Leviticus 19:12

19:12 You must not swear falsely in my name, so that you do not profane the name of your God. I am the Lord.

Exodus 22:9-11

22:9 In all cases of illegal possessions, whether for an ox, a donkey, a sheep, a garment, or any kind of lost item, about which someone says ‘This belongs to me,’ the matter of the two of them will come before the judges, and the one whom the judges declare guilty must repay double to his neighbor. 22:10 If a man gives his neighbor a donkey or an ox or a sheep or any beast to keep, and it dies or is hurt or is carried away without anyone seeing it, 10  22:11 then there will be an oath to the Lord 11  between the two of them, that he has not laid his hand on his neighbor’s goods, and its owner will accept this, and he will not have to pay.

Proverbs 30:9

30:9 lest I become satisfied and act deceptively 12 

and say, “Who is the Lord?”

Or lest I become poor and steal

and demean 13  the name of my God.

Jeremiah 5:2

5:2 These people make promises in the name of the Lord. 14 

But the fact is, 15  what they swear to is really a lie.” 16 

Jeremiah 7:9

7:9 You steal. 17  You murder. You commit adultery. You lie when you swear on oath. You sacrifice to the god Baal. You pay allegiance to 18  other gods whom you have not previously known.

Zechariah 5:4

5:4 “I will send it out,” says the Lord who rules over all, “and it will enter the house of the thief and of the person who swears falsely in my name. It will land in the middle of his house and destroy both timber and stones.”

Malachi 3:5

3:5 “I 19  will come to you in judgment. I will be quick to testify against those who practice divination, those who commit adultery, those who break promises, 20  and those who exploit workers, widows, and orphans, 21  who refuse to help 22  the immigrant 23  and in this way show they do not fear me,” says the Lord who rules over all.


tn Heb “And you shall not swear to the falsehood.”

tn Heb “and you shall not profane”; NAB “thus profaning.”

tn Heb “concerning every kind [thing] of trespass.”

tn The text simply has “this is it” (הוּא זֶה, huzeh).

tn Again, or “God.”

tn This kind of clause Gesenius calls an independent relative clause – it does not depend on a governing substantive but itself expresses a substantival idea (GKC 445-46 §138.e).

tn The verb means “to be guilty” in Qal; in Hiphil it would have a declarative sense, because a causative sense would not possibly fit.

tn The form is a Niphal participle from the verb “to break” – “is broken,” which means harmed, maimed, or hurt in any way.

tn This verb is frequently used with the meaning “to take captive.” The idea here then is that raiders or robbers have carried off the animal.

10 tn Heb “there is no one seeing.”

11 tn The construct relationship שְׁבֻעַת יְהוָה (shÿvuat yÿhvah, “the oath of Yahweh”) would require a genitive of indirect object, “an oath [to] Yahweh.” U. Cassuto suggests that it means “an oath by Yahweh” (Exodus, 287).

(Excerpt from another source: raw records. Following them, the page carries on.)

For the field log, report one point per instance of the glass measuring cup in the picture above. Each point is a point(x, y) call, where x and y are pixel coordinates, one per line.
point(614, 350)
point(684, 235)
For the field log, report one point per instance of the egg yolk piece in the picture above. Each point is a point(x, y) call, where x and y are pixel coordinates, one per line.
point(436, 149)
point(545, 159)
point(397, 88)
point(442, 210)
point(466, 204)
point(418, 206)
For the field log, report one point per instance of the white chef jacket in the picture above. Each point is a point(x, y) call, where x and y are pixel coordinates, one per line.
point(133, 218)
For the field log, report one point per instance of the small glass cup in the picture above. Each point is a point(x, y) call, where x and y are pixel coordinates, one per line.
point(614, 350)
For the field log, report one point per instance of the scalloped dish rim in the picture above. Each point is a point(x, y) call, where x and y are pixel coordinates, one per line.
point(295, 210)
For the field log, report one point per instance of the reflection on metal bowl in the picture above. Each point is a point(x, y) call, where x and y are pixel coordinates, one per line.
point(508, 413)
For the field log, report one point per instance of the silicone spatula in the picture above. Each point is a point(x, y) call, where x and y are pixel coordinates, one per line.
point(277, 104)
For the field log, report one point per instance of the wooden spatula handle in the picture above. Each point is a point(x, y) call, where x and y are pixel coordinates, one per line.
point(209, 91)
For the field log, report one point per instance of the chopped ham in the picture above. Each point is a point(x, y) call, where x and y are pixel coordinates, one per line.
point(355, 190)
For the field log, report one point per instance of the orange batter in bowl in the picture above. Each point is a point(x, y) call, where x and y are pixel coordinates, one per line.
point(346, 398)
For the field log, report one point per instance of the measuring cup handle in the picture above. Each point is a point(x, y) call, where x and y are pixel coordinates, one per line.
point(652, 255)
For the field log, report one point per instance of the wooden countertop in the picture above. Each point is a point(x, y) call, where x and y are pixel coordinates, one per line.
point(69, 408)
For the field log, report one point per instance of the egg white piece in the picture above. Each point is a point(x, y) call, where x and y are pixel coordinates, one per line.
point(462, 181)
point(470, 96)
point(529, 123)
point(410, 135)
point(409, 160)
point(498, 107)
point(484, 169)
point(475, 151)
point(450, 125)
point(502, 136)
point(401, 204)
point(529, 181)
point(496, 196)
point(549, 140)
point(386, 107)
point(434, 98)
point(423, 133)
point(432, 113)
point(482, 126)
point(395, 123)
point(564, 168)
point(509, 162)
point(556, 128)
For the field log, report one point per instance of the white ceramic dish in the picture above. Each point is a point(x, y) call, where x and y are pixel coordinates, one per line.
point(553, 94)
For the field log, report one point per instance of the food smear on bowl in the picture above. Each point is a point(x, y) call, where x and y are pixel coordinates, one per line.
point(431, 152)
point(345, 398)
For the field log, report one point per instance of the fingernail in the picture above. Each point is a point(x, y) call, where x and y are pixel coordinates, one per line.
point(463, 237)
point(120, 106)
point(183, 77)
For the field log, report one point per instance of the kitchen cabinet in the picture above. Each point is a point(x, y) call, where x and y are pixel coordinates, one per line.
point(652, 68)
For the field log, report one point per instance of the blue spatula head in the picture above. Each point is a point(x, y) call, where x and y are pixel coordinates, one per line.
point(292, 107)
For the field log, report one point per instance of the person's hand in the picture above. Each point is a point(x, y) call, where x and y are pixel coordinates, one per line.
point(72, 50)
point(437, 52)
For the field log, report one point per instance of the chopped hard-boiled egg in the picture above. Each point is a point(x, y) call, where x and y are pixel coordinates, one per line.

The person to whom the animal was entrusted would take a solemn oath to Yahweh that he did not appropriate the animal for himself, and then his word would be accepted.

12 tn The verb כָּחַשׁ (kakhash) means “to be disappointing; to deceive; to fail; to grow lean.” In the Piel stem it means “to deceive; to act deceptively; to cringe; to disappoint.” The idea of acting deceptively is illustrated in Hos 9:2 where it has the connotation of “disowning” or “refusing to acknowledge” (a meaning very close to its meaning here).

13 tn The Hebrew verb literally means “to take hold of; to seize”; this produces the idea of doing violence to the reputation of God.

14 tn Heb “Though they say, ‘As surely as the Lord lives.” The idea of “swear on oath” comes from the second line.

15 tc The translation follows many Hebrew mss and the Syriac version in reading “surely” (אָכֵן, ’akhen) instead of “therefore” (לָכֵן, lakhen) in the MT.

16 tn Heb “they swear falsely.”

17 tn Heb “Will you steal…then say, ‘We are safe’?” Verses 9-10 are one long sentence in the Hebrew text.

18 tn Heb “You go/follow after.” See the translator’s note at 2:5 for an explanation of the idiom involved here.

19 tn The first person pronoun (a reference to the Lord) indicates that the Lord himself now speaks (see also v. 1). The prophet speaks in vv. 2-4 (see also 2:17).

20 tn Heb “those who swear [oaths] falsely.” Cf. NIV “perjurers”; TEV “those who give false testimony”; NLT “liars.”

21 tn Heb “and against the oppressors of the worker for a wage, [the] widow and orphan.”

22 tn Heb “those who turn aside.”

23 tn Or “resident foreigner”; NIV “aliens”; NRSV “the alien.”